The basic talent tools in every HR professional’s toolkit can be leveraged to create an organisational advantage – if used the right way, according to Wayne Brockbank
As the chief HR officer of her firm, Jessica was feeling quite pleased with her department’s progress in implementing its talent agenda. Her recruitment team had hired outstanding talent; her succession team had helped to promote outstanding leaders; her development team was building the competencies for outstanding performers; and, her compensation team had successfully implemented its pay for performance initiatives. All seemed well. By chance, at that year’s Australian HR Institute conference, she happened to run into her counter-part from her firm’s primary competitor. They tentatively and carefully compared notes about the progress of their respective HR departments.

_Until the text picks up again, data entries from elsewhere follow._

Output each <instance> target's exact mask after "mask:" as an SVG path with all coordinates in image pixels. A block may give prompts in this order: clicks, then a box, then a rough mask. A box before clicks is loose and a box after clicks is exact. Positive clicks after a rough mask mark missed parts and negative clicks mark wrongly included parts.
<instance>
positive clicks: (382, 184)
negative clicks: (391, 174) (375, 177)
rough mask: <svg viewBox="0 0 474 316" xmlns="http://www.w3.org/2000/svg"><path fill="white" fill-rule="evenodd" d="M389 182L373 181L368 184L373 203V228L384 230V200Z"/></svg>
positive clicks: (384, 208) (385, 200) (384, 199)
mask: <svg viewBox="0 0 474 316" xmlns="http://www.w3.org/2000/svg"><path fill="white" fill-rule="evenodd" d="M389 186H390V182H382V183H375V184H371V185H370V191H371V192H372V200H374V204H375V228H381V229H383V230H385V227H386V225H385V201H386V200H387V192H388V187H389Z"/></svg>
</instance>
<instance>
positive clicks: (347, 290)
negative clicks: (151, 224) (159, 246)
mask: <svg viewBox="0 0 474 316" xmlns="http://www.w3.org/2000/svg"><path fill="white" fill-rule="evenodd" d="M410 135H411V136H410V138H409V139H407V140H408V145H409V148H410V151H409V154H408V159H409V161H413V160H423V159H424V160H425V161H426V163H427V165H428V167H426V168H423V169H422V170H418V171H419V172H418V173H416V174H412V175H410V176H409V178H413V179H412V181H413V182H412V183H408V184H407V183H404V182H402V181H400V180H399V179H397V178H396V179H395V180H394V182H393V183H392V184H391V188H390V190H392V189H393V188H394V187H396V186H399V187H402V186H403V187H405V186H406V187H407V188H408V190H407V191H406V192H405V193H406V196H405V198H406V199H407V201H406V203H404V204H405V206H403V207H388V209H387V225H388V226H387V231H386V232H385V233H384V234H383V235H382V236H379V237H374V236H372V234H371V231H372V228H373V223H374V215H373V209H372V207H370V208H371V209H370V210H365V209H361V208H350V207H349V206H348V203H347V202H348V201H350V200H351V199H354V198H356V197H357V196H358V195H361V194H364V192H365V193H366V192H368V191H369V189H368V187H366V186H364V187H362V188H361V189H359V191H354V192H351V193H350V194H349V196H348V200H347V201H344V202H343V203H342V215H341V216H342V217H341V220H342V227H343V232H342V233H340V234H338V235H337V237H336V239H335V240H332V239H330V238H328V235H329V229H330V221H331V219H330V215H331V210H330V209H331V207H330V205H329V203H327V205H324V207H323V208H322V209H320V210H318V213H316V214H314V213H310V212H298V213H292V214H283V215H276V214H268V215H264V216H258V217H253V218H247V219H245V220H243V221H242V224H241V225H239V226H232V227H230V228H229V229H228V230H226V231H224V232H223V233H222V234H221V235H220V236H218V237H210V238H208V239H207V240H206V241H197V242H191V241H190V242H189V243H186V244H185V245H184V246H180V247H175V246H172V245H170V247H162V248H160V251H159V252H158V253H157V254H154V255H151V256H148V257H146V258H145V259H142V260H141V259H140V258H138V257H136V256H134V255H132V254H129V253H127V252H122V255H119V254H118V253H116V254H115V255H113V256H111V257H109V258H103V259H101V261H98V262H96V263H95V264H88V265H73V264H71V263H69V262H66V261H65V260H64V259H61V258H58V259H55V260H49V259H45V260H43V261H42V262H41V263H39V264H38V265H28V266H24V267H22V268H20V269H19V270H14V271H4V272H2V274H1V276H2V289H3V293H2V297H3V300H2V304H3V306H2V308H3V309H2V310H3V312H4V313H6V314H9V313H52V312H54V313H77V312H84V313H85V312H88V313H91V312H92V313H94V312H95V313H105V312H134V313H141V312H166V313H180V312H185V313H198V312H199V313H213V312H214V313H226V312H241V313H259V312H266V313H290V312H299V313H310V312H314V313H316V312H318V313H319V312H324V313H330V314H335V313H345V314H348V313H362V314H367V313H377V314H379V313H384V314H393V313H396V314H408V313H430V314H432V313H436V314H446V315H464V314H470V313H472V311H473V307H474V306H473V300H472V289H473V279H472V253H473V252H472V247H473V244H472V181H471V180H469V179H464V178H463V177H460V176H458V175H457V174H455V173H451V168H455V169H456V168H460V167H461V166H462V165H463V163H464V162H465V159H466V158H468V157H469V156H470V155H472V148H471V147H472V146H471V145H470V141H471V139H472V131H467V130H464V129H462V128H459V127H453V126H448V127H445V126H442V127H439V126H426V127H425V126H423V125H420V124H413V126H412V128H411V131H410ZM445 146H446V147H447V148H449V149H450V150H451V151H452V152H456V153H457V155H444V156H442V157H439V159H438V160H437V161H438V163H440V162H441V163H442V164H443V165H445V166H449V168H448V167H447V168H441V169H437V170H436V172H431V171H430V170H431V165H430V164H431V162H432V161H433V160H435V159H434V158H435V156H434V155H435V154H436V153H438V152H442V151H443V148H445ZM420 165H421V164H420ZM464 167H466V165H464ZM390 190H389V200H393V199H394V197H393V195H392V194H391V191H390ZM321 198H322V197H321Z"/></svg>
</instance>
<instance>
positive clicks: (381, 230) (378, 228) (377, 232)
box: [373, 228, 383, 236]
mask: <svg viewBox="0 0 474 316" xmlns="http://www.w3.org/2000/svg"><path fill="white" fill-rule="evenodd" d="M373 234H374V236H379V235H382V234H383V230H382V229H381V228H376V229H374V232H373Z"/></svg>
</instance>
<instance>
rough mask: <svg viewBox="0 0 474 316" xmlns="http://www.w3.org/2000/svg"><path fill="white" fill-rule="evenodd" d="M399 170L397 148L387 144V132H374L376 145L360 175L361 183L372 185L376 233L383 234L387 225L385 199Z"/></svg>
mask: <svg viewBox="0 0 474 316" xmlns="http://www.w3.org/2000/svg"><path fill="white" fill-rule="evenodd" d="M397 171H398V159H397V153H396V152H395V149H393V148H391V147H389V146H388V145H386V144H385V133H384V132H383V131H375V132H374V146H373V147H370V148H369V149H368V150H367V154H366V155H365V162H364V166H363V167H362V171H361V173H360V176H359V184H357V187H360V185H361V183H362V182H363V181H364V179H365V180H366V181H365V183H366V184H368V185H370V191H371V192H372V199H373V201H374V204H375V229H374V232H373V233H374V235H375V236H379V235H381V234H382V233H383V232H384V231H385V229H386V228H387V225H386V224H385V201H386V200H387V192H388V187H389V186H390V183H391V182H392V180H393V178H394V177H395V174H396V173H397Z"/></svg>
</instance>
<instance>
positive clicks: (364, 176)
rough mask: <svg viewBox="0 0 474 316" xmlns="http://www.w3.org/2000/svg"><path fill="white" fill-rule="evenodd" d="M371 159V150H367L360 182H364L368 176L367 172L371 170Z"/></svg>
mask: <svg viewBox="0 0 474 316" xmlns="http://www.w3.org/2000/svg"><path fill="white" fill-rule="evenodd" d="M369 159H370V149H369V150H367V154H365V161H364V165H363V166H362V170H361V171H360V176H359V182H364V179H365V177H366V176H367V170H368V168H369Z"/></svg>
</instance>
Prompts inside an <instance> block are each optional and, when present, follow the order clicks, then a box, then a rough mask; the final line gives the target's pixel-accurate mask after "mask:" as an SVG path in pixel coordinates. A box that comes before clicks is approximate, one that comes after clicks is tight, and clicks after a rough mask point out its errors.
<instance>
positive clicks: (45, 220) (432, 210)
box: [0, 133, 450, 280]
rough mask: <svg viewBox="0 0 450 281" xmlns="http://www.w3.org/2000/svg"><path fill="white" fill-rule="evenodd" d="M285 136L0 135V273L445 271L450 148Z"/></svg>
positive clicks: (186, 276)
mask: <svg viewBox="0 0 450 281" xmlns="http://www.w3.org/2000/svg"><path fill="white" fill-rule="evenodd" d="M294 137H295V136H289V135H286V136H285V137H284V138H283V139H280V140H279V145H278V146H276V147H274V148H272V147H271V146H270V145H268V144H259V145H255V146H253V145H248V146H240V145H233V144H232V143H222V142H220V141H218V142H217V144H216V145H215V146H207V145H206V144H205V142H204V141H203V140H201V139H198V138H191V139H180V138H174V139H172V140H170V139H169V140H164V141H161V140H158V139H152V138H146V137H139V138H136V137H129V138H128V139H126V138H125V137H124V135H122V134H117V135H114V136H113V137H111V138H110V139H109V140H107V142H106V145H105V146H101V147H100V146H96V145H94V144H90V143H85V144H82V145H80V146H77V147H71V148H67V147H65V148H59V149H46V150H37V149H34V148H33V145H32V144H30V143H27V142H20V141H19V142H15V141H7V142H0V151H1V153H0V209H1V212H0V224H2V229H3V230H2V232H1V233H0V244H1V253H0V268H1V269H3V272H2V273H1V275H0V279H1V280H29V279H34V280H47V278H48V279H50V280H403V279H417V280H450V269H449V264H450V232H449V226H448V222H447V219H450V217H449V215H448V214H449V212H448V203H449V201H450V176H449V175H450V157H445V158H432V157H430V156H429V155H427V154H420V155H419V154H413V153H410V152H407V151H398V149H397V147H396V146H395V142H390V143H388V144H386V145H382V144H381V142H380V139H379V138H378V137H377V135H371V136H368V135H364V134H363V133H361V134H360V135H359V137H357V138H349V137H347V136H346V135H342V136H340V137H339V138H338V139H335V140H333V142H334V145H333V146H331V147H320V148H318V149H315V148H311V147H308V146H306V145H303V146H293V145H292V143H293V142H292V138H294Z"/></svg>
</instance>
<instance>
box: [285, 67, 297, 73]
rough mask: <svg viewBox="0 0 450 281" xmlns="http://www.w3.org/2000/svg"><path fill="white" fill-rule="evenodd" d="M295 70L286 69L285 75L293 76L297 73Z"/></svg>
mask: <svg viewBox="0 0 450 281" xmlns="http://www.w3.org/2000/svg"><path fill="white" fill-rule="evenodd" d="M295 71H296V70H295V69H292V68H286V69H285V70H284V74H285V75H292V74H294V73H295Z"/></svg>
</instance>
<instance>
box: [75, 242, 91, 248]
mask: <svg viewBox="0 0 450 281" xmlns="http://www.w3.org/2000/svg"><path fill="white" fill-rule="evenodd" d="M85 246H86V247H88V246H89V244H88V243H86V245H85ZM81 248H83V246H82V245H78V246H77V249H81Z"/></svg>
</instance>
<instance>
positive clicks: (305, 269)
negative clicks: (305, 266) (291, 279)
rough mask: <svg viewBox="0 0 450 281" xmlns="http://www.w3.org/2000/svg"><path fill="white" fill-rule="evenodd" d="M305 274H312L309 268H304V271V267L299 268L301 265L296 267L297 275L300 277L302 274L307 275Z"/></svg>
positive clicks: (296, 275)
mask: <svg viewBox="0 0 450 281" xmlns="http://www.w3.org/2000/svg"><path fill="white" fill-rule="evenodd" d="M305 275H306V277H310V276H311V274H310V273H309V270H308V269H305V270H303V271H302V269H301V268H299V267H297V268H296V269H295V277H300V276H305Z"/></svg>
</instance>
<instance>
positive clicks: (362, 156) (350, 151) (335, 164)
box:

Through the conversation, it became clear that her competitive counterpart was applying the same talent tools with roughly the same talent outcomes. Jessica became thoughtfully concerned. While her efforts were successful in building outstanding talent, so were her competitors. Jessica aspired to build competitive advantage for her firm with the same differentiating aspirations that she expected from every other department in her firm. Then she recalled her graduate class in labour economics. Her professor had pointed out that in an efficient labour market, major competitors in the same industry will have about the same individual talent. As Jessica thought about this situation, she contemplated how she might create competitive advantage through HR.
“In an efficient labour market, major competitors in the same industry will have about the same individual talent”
The research from the Ross School of Business helps Jessica to address her quandary. She must raise her focus beyond talent to cultural capability. The Michigan research clearly shows that HR departments that focus on cultural capability will have four times the impact on business results than HR departments that focus primarily on individual talent. This finding holds true across virtually all HR stakeholders including external customers, investors, line managers, employees, and regulators.
How might Jessica act on this insight? Michigan’s research again sheds light on this question. We asked over 31,000 HR professionals and line managers to examine virtually every area of HR’s involvement. These activities statistically combined (factored) into four categories: employee performance HR practices (goal setting, performance measurement, incentives), HR analytics (measures that track HR’s performance impact), HR’s role in information management (HR’s role in identifying, accessing, analysing, sharing and utilising external information) and integrated HR practices (integrating business strategy, cultural and other organisational capabilities with the full breadth of HR activities and policies). While employee performance HR practices have the greatest impact on short-term financial results and HR’s role in information management has the greatest impact on customers and shareholders, integrated HR practices create the greatest value across the full range of HR stakeholders. Thus, ensuring the tight alignment among business strategy, organisational culture, and the combined HR activity areas is key to creating competitive advantage through HR.
“HR departments that focus on cultural capability will have four times the impact on business results than HR departments that focus primarily on individual talent”
A more detailed review of these findings results in a potentially important insight. HR activity areas are essentially the tools for HR’s talent agenda; that is, recruitment, performance management, promotions, outplacement, rotation, incentives, training and on-the-job development.
Thus, if Jessica seeks to create competitive advantage through HR, she will continue to build individual talent through the HR talent tools. But substantially more important, she will focus on building an HR department that is integrated around strategy and culture. She will have a clear definition of the organisation culture that is required to implement the business strategy and then she will apply the culture definition to the design and delivery of all of her HR talent tools. By so doing she will optimise HR’s value across the full breadth of her firm’s stakeholders, thereby creating a competitive advantage through her HR department.
Key organisational advantage action items for HR
HR professionals should remember that, in an efficient labour market, major competitors will, over time, achieve the same level of individual talent. This will result at best in competitive parity. To create competitive advantage HR departments should implement the following three steps
1. Have a clear understanding of the business strategy;
2. Ensure that the culture that is required to fully implement their business strategy is clearly defined and communicated;
3. Design and deliver the full breadth of their talent tools with a focus on creating, reinforcing and sustaining the strategy-focused culture.